Eighty thousand women are stationed in states that restrict reproductive health care services. If you serve in one of those states and are pregnant because of a rape and you are on a base that does not offer obstetrics or gynecological care - then you must travel out of state for health care that you are entitled to.

This bill interprets the Hyde Amendment in a way it was never intended. Many service women and dependents will lose access to the exceptions the Hyde Amendment provided.

This language advances a de facto national abortion ban, and using our service members to do that is shameful. Young women will refuse to serve, and women will exit the force because of this.

Husbands and fathers will not want to serve in states where their families will be negatively impacted.

That is why I offered an amendment in Rules to strike this provision. But the majority chose not to make it in order.

I wish they had the courage to bring it to the floor and allow the debate that our service members deserve. The majority has cut programs for Diversity, Equity, and Inclusion which will discourage recruitment from across America.

There is language that bans Critical Race Theory, but it goes far beyond that.

The bill seeks to define what can and cannot be taught at our military academies based on whether certain topics cause "discomfort."

This language reads like a ban on teaching American history. Sometimes facts are uncomfortable. As a former social studies teacher, I find this outrageous.

How can our military academies tell the history of the Civil War without teaching about slavery? That's uncomfortable.

How can they discuss the history of desegregation in the military without talking about Jim Crow laws, and the struggle faced by Black service members when they returned home from war? That's uncomfortable.

We should be celebrating that DoD is about to be led by two distinguished Black Americans for the first time in history.

Secretary of Defense Lloyd Austin, and Chairman of the Joint Chiefs Select – General C.Q. Brown. Their service shows us how building a diverse force can take us into the future.

There are provisions in this bill that are offensive to gay, lesbian, bisexual, and transgender Americans – and that will impact who serves.

The ban on gender affirming care will drive transgender service members out of the military. Why do we have an IRS provision on the tax treatment of individuals who hold a belief that marriage is a union of one man and one woman in this bill?

It is not germane.

Words matter – and divisive riders will hurt the military, undermine readiness, and make our national security weaker.
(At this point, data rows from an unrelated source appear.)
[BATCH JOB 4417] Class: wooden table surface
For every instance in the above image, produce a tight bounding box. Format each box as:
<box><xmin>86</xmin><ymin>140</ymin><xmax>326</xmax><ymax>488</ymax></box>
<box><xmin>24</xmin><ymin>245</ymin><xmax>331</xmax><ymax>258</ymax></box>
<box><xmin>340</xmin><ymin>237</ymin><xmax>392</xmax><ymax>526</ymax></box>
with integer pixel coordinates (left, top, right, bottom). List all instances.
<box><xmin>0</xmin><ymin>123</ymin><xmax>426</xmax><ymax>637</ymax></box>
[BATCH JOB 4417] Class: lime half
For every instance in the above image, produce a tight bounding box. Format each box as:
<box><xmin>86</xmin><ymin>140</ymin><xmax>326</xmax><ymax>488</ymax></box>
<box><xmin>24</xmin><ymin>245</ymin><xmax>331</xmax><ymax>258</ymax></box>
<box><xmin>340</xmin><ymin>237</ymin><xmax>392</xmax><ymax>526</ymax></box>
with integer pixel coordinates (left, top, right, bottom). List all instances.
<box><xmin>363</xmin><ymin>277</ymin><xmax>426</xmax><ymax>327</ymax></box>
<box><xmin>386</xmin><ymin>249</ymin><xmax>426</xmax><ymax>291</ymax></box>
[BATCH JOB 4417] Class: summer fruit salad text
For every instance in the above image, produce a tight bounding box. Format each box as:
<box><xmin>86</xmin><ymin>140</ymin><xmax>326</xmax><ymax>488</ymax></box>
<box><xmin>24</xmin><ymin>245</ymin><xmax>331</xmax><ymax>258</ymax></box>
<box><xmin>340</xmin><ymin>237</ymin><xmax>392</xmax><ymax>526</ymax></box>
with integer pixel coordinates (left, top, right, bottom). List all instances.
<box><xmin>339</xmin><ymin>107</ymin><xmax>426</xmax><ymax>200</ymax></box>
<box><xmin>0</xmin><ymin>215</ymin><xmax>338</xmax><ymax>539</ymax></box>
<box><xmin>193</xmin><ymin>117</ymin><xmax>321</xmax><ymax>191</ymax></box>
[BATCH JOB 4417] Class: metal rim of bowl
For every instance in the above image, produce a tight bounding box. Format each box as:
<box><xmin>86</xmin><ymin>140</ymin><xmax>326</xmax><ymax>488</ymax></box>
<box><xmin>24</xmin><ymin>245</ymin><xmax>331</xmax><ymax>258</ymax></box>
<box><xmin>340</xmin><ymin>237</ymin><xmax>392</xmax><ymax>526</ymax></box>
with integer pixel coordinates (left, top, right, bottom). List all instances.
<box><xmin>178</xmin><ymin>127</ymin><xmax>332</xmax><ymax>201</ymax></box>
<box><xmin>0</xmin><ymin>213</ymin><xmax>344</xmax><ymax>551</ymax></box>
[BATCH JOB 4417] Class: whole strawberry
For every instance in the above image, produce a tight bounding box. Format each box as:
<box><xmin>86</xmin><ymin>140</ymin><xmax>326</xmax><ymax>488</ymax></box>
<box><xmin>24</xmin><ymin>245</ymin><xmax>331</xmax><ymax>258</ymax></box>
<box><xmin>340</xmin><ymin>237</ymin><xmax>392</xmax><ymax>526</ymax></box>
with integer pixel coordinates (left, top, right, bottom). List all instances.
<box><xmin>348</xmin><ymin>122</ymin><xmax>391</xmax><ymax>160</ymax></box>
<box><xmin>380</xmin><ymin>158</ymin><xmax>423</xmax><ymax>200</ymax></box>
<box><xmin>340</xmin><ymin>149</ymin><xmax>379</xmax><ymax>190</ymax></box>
They must come out of this legislation is going to gain bipartisan support to become law.

Turning to the numbers.

The majority has funded this bill at $826.4 billion, very close to the President's budget request. But I am concerned about cuts in two areas.

First, the majority has made $714 million in cuts to climate programs – and banned the assessment of climate impacts on the Department.

We know climate change is a national security threat and drives conflict.

You can ask our U.S. Indo Pacific Commander.

He will say climate change impacts how U.S. forces operate. Our military installations also face threats from climate change.

Look at the $10 billion in damage from severe weather events to installations like Tyndall Air Force Base in Florda, Offutt Air Force Base in Nebraska, or Camp Lejeune in North Carolina.

This spring, a typhoon seriously damaged Andersen Air Force Base on Guam to the tune of $4 billion.

When we cut climate programs we pay for it on the back end.

I also oppose the $1.1 billion in cuts to civilian personnel in this bill. Ten years ago, Congress directed DoD to cut civilian personnel by $10 billion over five years.

We achieved no substantial savings. We shifted work from civilian employees to expensive contractors. M. Chair, I have a long history of bipartisan cooperation.

I am confident that Chairman Calvert and I can find agreement in conference on defense spending levels with the Senate.

But I have to say again how disappointed I am that the majority has included these extreme social policy riders.

They will undermine the force of today, discourage building the force of tomorrow, and leave us weaker as a nation.

I urge my colleagues to oppose this bill.

And I reserve the balance of my time.